Os partidos de origem trabalhista e os democratas norte-americanos dão outra solução com implementação de política habitacional em que usa recursos públicos e/ou dos contribuintes. Fazem uma socialização dos benefícios – urbanização e transformação das favelas em bairros populares – com o compartilhamento social do ônus.

Na Tropicalização Antropofágica Miscigenada brasileira, a originalidade é aperfeiçoar ideias vindas de fora. O PAR (Programa de Arrendamento Residencial) é um leasing residencial com opção de aquisição após quinze anos de pagamento do arrendamento sem nenhuma inadimplência. Inspirado no modelo francês de locação social, a solução criativa brasileira resolveu o problema que o Estado francês vive por ter se convertido na maior imobiliária do país.

A “realização do sonho da casa própria” tornou-se o lugar-comum que designa a democracia da posse imobiliária. A propriedade de maior valor das famílias é a residência. Não seria melhor a locação social, que atenderia o direito civil à moradia, distinguindo esta da propriedade da residência?

Segundo a PNAD, 45,8 milhões (74,8%) residências eram domicílios próprios dos residentes. Portanto, criou-se uma tradição no imaginário social que é “natural” o clichê: a realização do “sonho da casa-própria”. Muitos o enxergam como um direito natural em contrapartida a um dever estatal.
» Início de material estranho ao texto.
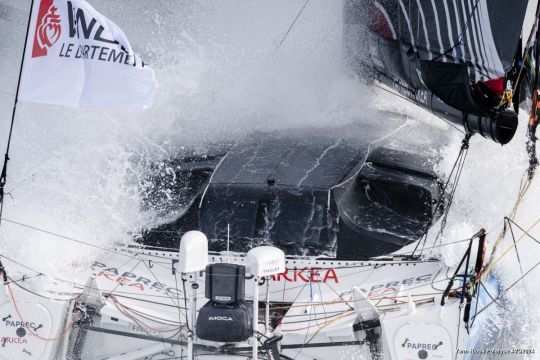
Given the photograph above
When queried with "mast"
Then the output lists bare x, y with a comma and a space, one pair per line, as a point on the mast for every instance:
535, 98
3, 175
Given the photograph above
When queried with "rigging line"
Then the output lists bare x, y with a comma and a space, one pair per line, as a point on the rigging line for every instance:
291, 26
460, 162
523, 188
515, 246
3, 174
159, 281
527, 46
440, 245
505, 291
131, 271
69, 238
524, 231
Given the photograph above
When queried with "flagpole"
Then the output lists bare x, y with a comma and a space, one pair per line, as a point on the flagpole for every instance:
6, 156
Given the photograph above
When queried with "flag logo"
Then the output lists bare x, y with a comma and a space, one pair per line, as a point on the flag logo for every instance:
48, 29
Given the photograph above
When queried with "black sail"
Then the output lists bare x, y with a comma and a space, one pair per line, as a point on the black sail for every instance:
441, 54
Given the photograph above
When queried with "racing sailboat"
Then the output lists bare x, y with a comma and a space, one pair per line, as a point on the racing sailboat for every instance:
291, 245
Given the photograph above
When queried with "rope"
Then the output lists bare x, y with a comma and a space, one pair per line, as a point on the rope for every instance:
291, 26
3, 174
493, 301
524, 186
457, 169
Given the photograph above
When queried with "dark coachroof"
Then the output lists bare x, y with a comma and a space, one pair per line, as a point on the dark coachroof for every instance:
316, 159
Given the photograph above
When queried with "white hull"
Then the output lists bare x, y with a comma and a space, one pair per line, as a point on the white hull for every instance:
140, 316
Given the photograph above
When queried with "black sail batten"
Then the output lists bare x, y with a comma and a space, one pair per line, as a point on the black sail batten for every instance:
420, 47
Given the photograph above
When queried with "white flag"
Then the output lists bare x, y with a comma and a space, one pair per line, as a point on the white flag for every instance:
77, 57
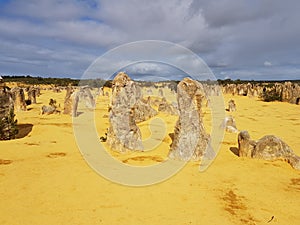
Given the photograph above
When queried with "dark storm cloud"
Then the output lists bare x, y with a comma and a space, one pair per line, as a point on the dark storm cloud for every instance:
242, 39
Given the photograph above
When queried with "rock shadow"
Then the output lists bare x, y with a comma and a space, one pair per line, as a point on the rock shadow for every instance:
234, 150
24, 130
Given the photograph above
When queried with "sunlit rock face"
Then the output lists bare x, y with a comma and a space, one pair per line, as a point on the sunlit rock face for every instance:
123, 133
190, 138
268, 147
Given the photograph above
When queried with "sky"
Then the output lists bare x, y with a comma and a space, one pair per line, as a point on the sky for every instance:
257, 40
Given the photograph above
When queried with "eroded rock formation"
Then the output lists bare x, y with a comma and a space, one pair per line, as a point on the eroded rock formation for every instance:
123, 133
268, 147
68, 101
190, 138
229, 124
19, 99
8, 125
165, 107
231, 106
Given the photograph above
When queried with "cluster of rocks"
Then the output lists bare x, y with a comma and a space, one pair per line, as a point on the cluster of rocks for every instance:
190, 138
229, 124
231, 106
123, 134
268, 147
8, 125
73, 97
50, 109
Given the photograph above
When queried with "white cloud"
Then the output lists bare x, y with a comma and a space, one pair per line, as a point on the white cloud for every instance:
267, 63
71, 33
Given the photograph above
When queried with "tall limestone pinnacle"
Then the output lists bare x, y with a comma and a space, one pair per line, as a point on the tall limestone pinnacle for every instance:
190, 138
123, 133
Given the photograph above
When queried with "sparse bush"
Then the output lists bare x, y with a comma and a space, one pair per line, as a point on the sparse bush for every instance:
270, 96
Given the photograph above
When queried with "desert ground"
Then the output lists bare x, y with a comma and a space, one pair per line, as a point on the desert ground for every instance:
44, 179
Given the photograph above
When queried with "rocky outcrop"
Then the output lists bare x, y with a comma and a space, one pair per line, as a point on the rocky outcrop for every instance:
190, 138
229, 125
19, 99
231, 106
268, 147
123, 133
143, 110
8, 125
165, 107
32, 95
68, 101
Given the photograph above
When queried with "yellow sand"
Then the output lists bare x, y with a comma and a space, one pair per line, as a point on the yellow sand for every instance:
45, 180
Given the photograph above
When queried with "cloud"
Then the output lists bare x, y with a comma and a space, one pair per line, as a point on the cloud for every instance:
267, 63
64, 37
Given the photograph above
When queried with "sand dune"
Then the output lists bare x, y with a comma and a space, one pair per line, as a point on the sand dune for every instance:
45, 180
No entanto, na nossa “jovem democracia”, as pessoas adquiriram muita consciência dos direitos básicos de todos os seres humanos, mas pouca dos deveres dos cidadãos. Entre os direitos civis e políticos estão os direitos à vida, à propriedade, liberdades de pensamento, de expressão, de crença, igualdade formal, ou seja, de todos perante a lei, direitos à nacionalidade, de participar do governo do seu Estado, podendo votar e ser votado, fundamentados no valor da liberdade. Há também direitos difusos e coletivos, por exemplo, direito à paz, direito ao progresso, autodeterminação dos povos, direito ambiental, direitos do consumidor, inclusão digital, fundamentados no valor da fraternidade. Os direitos econômicos, sociais e culturais são representados por direitos ao trabalho, à educação, à saúde, à previdência social, à distribuição de renda, à moradia, entre outros, fundamentados no valor da igualdade de oportunidades.

Consta, portanto, o direito à moradia e não o direito à propriedade imobiliária da residência. Para tanto, o cidadão-contribuinte tem de pagar, ou seja, não sonegar os impostos.